‘You need to hide. Now,’ she said, her voice wobbling. ‘They...’
When she looked into Alex’s eyes, her chin wobbled, and then a wailing sob erupted from deep within her as tears streamed down her cheeks and she fell to her knees. Alex dropped with her, cradling her and holding her tight to his chest.
‘Shhh, it’s okay. What happened?’ he asked, rocking her as if he were comforting a small child.
Sophia cried and cried, let go of every emotion she’d been holding back since she’d left her family home. Alex kept holding her, mouth to her hair as he stroked her back.
‘Tell me? Why are you back? What’s happened?’
‘My mother,’ she eventually said, her breath coming out in a big shudder. ‘He’s killed her. My father, he...’
Alex held her back, looked straight into her eyes. ‘Your father killed her?’
‘She was hiding a family. A Jewish family,’ Sophia explained, wiping at her cheeks and brushing her fingertips across her lashes. ‘I got there and he killed them all. She was hanging with them,with children, strung up by their necks.’ The picture of them all up there, of what she’d watched, what she’d seen, was crippling.
Alex pulled her close again and she hugged him back, but she knew they didn’t have a lot of time. If her father or anyone else suspected that she could be doing the same as her mother, then they could arrive any moment.
‘We need to get rid of any evidence, any trace that you’ve been here.’ It was only now that she thought about Greta and their other servants. Would they be interrogated, too? Would her father actually be foolish enough to presume that they’d had knowledge of the Jewish family? That they’d helped to conceal them? She couldn’t stand the thought of the women she’d known her entire life being questioned and tortured.
‘I’ve been writing a diary,’ he said, jolting her back into the present. ‘I should have told you.
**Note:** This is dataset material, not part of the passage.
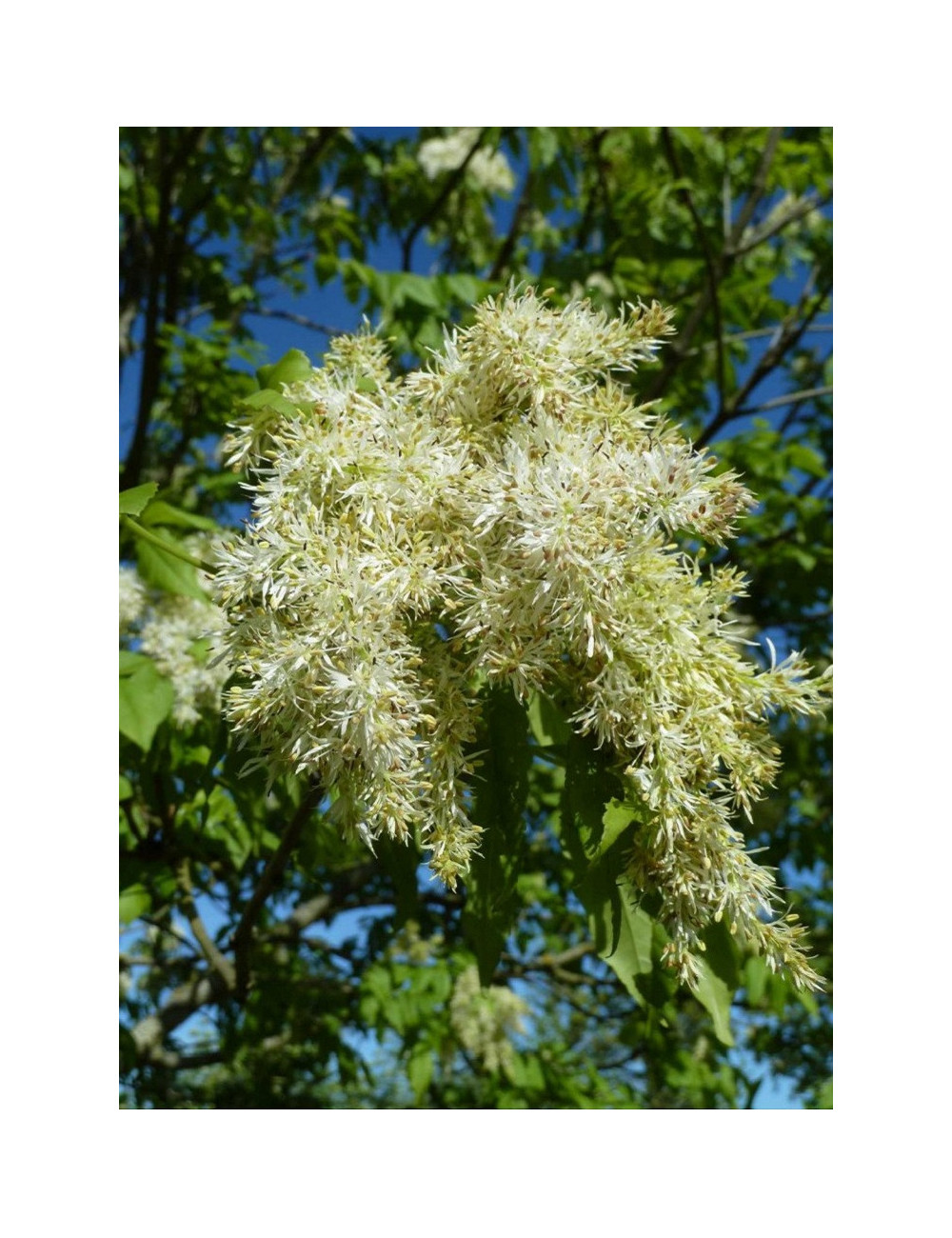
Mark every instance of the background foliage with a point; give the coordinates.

I took one of your notebooks.’
‘Keep it on your body,’ she said, standing up. ‘Any clothes, well, I’ll be able to talk my way around those, say they’re my boyfriend’s if I have to. I’ll deal with that. Are you sure there’s nothing else?’
Alex shook his head. ‘I have a photograph in my pocket. There’s nothing else.’
It was awful to think they’d lived together for so long, yet Alex had nothing personal in the apartment.
She crossed the room and looked at her reflection. She was a mess. She had an excuse, and she wanted nothing more than to grieve for her mother, but she needed to pull herself together and get Alex and herself to safety. She needed to find out if there was any way of smuggling him out, if the train that would be taking the next load of Jews out of Berlin had left yet or not. And she needed to disappear herself, because no matter what happened, she couldn’t stay.
She fixed her hair and wiped at her eyes, applying make-up to conceal her puffy red skin. She glanced at Alex, saw the concern etched on his face.
Thump, thump, thump.
Sophia’s heart pounded as knocks echoed out.
‘Open the door!’
She met Alex’s terrified gaze as her hands started to shake again. There were only a few moments to answer before the door was broken down, she knew that, and the last thing she wanted was to look like she was hiding something.
‘One moment!’ she called out, watching frantically as Alex skidded on the timber floor in his hurry to hide and she ran to the door, pressed against it as if she could physically hold off the men on the other side.
‘Open it now or we break it down!’
A single tear slid down her cheek as her mother’s beautiful face flooded her memories. Everything she did from this step forward, she was going to do for her.
‘I’m coming!’
Sophia reluctantly unlocked the door and slowly turned the handle, too afraid to look back and see where Alex was. Usually she made certain he was hidden first, made sure he was safe as could be, but not this time. The officers wouldn’t wait that long, and if they were forced to smash her door down, they’d be relentless, certain she was hiding something or someone.
‘Excuse me, but what are you doing here?’ Sophia asked, summoning every ounce of strength she had and blocking the doorway, buying Alex more time.
‘Move aside.’
She’d feared the Gestapo for a long time, but her fear was almost paralysing now.
She looked at their faces, the men standing there in uniform, smirking; or maybe she was imagining their amusement at her situation. She didn’t know any more, her pain too deep, clouding her judgment.
‘Do you have any idea who my father is? How dare you!’ she said.